One way the functions can become more adaptive is with Next Level Engineering . It enables companies to speed up and improve the process of product and service development with technologies such as artificial intelligence, robotic process automation (RPA), digital twins in engineering and virtual reality.

All these digital technologies add additional layers of adaptiveness to the functions. With them, Innovation Management and Engineering can improve the success rate of product and service innovation and engineering, as well as save time and money.

Procurement

Procurement is the function in a company with the most internal and external interfaces. As such, it is well-positioned to identify trends and innovation that can shape a company’s product and service offerings, whether those trends originate from customers, suppliers or the competition.
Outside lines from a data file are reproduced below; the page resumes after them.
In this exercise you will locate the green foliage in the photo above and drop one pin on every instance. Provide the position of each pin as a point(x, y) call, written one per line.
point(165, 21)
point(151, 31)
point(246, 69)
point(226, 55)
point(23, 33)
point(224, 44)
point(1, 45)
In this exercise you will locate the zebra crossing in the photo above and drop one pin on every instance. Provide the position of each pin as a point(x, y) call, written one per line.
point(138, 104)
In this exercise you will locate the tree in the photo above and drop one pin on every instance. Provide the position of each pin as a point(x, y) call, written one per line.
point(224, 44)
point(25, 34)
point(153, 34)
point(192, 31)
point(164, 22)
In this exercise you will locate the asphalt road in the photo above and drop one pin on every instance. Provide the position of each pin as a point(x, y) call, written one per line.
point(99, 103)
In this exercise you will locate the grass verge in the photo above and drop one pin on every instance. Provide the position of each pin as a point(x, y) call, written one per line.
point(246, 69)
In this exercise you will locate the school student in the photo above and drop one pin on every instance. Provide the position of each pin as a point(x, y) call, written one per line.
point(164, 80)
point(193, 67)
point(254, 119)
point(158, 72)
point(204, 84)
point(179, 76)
But procurement can do more than just gather information about what the enterprise needs to be doing to stay adaptive. It should also analyze that information through precise questioning to provide the business with data-backed advice about methods, as well as options for emerging scenarios. With the introduction of technologies such as artificial intelligence and RPA , procurement is doing this in increasingly sophisticated ways.
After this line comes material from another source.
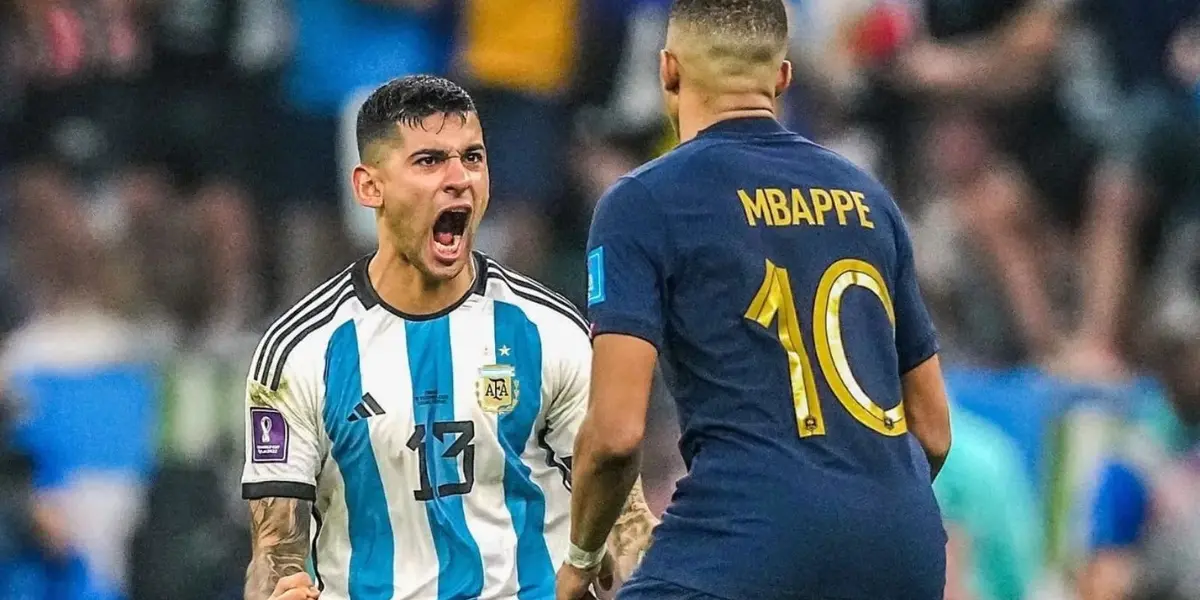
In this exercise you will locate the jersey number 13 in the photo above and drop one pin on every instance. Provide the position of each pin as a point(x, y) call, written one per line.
point(774, 303)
Given its deep network of relationships and its position on the front lines, if procurement is set up and equipped properly, it can support Adaptive Operations by providing strategic insight and foresight to help the business define its priorities.

Production

Production is a key area in which companies must be adaptive: They must respond to market and technology trends by quickly and effectively incorporating them into Production in the appropriate way.

It is in Production that ideas and innovation become concrete when they are manifested into a product or service. But Production is also the place where products and services must remain “fluid” so that they can adapt to the next change that is right around the next corner.
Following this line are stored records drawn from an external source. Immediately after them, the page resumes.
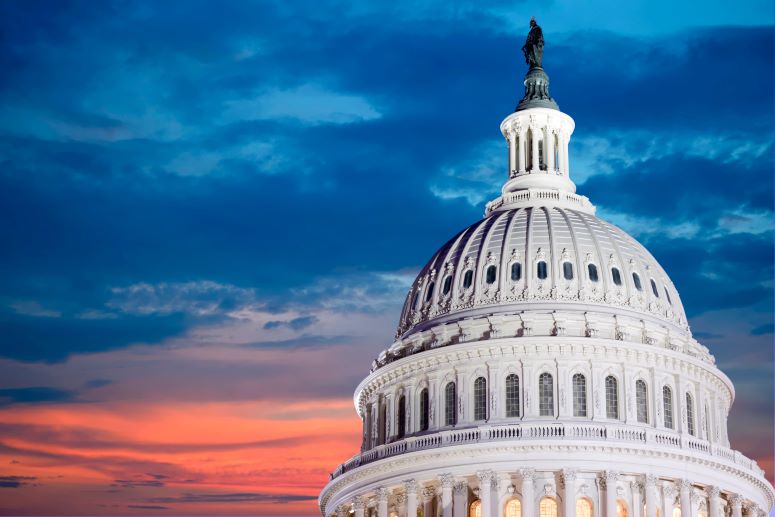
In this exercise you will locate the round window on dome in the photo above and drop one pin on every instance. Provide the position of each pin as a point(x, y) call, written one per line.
point(490, 274)
point(616, 275)
point(447, 285)
point(636, 281)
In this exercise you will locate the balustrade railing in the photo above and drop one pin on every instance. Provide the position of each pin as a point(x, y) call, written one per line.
point(549, 430)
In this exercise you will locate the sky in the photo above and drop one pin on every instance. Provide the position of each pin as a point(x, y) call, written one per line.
point(210, 213)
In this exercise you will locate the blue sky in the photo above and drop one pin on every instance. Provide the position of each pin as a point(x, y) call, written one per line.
point(268, 176)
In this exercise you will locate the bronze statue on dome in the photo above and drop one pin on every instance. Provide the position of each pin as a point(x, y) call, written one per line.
point(534, 45)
To make Production adaptive , companies need to ensure an operational system that can change its structure and cost basis quickly, for instance with a modular setup, through scalable manufacturing capabilities, or with human and bot workforces that can be quickly ramped up or sent in new directions.

Adaptive Operations in Production helps make it possible to improve on a continuous basis, for instance through machine learning or other opportunities in Industry 4.0 .

Supply Chain Management & Logistics

Since Supply Chains enable operations in the first place, they also determine to a large degree a company’s ability to adapt.

As the interface between functions, suppliers, customers, and partners, Supply Chains are a web that gathers and processes information that can be beneficial to the whole organism.

Supply Chains must be adaptive to respond to rapidly changing scenarios, and their level of adaptiveness depends on how well the network collects and stores information and turns that into knowledge by applying it.

By nature, Supply Chain Management and Logistics are cross-functional: They balance individual functional interests and demand/supply conflicts, and they do that internally as well as externally. As such, adaptive Supply Chain Management and Logistics are a pre-requisite for Adaptive Operations.

Service & After Sales Excellence

Service and After Sales operations are resource-intensive, but Service can play an important part in sustainable profitability because it is independent of business cycles. Service is also a function that can "pre-sense" customer and market behavior, since it works together directly with customers.

Adaptive Operations in Service and After Sales has two aspects. Companies can seek to gain efficiency in Service to increase or maintain profits. They can also grow the revenue and profit potential of Services by improving reach into the installed base of a company, or even expanding to other elements of the customer value chain.

Adaptive Operations in Service is something companies need for their own offerings, and a greater ability to adapt is what they are providing to the customer, for instance by enabling uptime and availability of machinery for customers. It also allows customers to decide on specific output volumes (e.g. in "X-as-a-Service" business models).